Todos quieren que la gente trabaje y los negocios prosperen, pero temen que la piqueta fatal no respete las casas de más de un siglo que hay en el pueblo, que las tiren abajo para construir galpones comerciales, como ya ha ocurrido. “Por fortuna, La Pedrera ha crecido en forma pareja, con casas que son un buen producto arquitectónico y –salvo algunas excepciones– no se han registrado grandes desastres. Todas las casas tienen una teoría arquitectónica atrás. Hay un aprovechamiento del sol, las vistas, y el viento. No es un carnaval como en La Barra de Maldonado. La Pedrera es de un lujo sobrio y discreto. El mayor placer es disfrutar del paisaje, de los ventanales enormes. Priman las construcciones que se integran al contexto. Hay una homogeneidad, mirás el conjunto y no se producen desniveles de calidad”, señala el arquitecto Arrospide.
El balneario rochense continúa siendo un lugar donde todavía es posible encontrarse con la naturaleza en todo su esplendor. De día los más jóvenes prefieren disfrutar del oleaje de la playa del Barco, mientras las familias optan por la tranquilidad del Desplayado, o las piscinas naturales del gran roquedal.

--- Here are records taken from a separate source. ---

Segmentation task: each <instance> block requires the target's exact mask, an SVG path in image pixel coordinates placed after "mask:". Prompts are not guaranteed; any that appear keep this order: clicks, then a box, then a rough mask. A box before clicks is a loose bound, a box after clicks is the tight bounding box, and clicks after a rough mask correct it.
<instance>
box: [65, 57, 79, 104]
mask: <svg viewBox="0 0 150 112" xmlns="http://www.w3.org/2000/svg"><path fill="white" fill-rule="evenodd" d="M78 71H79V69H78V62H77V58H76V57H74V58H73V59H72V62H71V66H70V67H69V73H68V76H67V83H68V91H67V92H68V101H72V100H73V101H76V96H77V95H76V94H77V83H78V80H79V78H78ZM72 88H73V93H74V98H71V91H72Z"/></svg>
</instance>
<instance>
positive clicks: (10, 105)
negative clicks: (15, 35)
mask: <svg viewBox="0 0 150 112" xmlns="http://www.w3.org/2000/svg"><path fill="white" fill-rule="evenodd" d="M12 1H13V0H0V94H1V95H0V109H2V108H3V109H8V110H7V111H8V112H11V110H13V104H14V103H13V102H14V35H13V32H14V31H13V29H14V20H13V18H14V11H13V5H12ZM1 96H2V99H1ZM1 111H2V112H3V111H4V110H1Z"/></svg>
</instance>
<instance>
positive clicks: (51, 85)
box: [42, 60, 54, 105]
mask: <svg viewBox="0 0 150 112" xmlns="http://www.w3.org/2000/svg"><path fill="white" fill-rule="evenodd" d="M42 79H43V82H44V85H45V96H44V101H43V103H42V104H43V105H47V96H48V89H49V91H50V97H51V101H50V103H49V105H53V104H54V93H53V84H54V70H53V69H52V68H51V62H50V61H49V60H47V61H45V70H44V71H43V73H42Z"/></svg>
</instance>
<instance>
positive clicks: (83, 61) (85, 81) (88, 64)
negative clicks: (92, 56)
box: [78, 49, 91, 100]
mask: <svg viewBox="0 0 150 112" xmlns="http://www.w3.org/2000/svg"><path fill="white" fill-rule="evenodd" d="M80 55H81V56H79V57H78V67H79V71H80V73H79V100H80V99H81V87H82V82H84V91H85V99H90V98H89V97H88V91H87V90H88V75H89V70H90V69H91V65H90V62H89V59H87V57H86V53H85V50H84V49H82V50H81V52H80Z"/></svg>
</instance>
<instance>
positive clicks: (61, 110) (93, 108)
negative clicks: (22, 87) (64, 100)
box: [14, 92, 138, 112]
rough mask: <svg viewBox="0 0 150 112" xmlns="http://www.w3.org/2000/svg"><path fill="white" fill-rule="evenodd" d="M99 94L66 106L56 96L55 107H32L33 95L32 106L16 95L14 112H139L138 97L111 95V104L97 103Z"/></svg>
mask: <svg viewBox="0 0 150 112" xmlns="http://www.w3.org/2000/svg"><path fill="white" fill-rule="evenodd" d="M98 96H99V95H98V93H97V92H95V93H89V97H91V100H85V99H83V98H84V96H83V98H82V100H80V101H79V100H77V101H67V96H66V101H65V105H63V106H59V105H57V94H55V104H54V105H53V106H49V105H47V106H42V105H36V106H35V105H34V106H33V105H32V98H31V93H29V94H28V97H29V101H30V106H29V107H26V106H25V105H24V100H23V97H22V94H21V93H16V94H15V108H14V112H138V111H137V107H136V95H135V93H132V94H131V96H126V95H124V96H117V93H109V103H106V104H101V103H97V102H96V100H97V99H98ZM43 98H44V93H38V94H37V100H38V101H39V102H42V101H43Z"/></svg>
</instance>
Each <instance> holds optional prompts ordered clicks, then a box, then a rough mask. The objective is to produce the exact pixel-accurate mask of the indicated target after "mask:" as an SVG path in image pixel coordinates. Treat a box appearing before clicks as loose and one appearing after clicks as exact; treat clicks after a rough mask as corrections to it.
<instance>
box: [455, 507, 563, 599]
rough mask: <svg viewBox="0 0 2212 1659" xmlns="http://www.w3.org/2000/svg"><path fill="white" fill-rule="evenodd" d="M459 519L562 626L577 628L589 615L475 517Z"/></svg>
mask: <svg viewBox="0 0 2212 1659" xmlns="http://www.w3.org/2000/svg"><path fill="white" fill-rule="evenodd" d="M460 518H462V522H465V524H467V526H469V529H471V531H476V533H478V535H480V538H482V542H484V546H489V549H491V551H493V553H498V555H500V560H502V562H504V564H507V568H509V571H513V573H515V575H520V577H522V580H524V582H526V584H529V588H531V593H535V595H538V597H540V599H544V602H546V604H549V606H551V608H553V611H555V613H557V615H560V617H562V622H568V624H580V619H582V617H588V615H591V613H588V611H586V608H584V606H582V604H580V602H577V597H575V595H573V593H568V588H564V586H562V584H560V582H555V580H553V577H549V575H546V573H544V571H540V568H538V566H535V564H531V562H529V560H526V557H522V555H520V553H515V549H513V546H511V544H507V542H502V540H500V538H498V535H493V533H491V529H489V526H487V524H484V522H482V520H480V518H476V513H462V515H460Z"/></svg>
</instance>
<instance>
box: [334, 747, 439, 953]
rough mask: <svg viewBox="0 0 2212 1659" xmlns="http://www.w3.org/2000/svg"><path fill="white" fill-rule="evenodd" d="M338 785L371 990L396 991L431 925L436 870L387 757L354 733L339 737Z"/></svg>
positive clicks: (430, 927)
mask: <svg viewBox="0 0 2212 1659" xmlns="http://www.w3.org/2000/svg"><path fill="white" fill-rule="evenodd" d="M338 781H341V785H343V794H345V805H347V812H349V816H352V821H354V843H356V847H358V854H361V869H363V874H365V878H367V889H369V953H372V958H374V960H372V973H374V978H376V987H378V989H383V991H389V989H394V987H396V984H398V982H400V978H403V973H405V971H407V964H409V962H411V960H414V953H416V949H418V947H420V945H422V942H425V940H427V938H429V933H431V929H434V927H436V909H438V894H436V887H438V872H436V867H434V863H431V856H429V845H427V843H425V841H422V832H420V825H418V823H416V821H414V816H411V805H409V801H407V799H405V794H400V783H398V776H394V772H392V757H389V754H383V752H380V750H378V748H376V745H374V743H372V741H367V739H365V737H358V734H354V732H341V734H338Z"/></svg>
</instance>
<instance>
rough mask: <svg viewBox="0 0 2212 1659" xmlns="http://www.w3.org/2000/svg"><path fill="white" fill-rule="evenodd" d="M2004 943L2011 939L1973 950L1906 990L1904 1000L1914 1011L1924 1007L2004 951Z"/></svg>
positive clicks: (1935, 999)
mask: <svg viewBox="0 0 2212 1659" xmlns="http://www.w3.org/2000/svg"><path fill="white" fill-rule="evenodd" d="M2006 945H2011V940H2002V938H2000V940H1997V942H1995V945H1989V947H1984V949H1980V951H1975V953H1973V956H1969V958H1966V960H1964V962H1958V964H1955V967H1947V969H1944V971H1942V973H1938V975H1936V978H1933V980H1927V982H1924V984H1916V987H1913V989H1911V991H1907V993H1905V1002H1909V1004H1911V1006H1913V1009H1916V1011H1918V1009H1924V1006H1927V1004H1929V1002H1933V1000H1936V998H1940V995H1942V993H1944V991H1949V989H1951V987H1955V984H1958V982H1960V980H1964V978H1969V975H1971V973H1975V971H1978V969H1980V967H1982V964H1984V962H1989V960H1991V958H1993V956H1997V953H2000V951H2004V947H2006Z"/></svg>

También hay quienes se animan a realizar caminatas –de todo un día– hasta Cabo Polonio por playas enteramente desiertas, y quienes se adentran en los paisajes lunares de Santa Isabel, ideales para ser visitados las noches de luna llena.
Si algo queda claro es que los pedrerenses son más afines a los sucesos breves y silenciosos como las puestas de sol que a las estridencias del turismo local. El año pasado más de uno levantó una ceja cuando miles de jóvenes se dieron cita en Arachanes para ver a la banda argentina Bersuit Vergarabat.
Se desviven por preservar la identidad del lugar y su fisonomía de pueblito del interior. Les molesta terriblemente los focos que se instalaron en la rambla durante la dictadura, porque no les dejan ver las noctilucas, y tratan de mantener una luminosidad que no interfiera con la cuenta de estrellas fugaces. Todos se empeñan en conservar esa cualidad casi aldeana donde “parece que no pasa nada pero te podés cruzar con un cometa”, al decir de Roberto Fraquia propietario de Costa Brava.
En La Pedrera no se va a encontrar una gran movida. Los restaurantes son buenos pero modestos. No hay casinos, ni grandes fiestas, ni lugares donde mostrarse. Más concretamente, no hay estación de servicio, ni policlínica, ni farmacia; mucho menos cajeros electrónicos. Aunque algunos se quejan de esa falta de servicios, íntimamente prefieren mantener a raya las poluciones contaminantes del progreso. Prima el concepto de poco pero bueno. Menos oferta, pero más identidad de pueblo.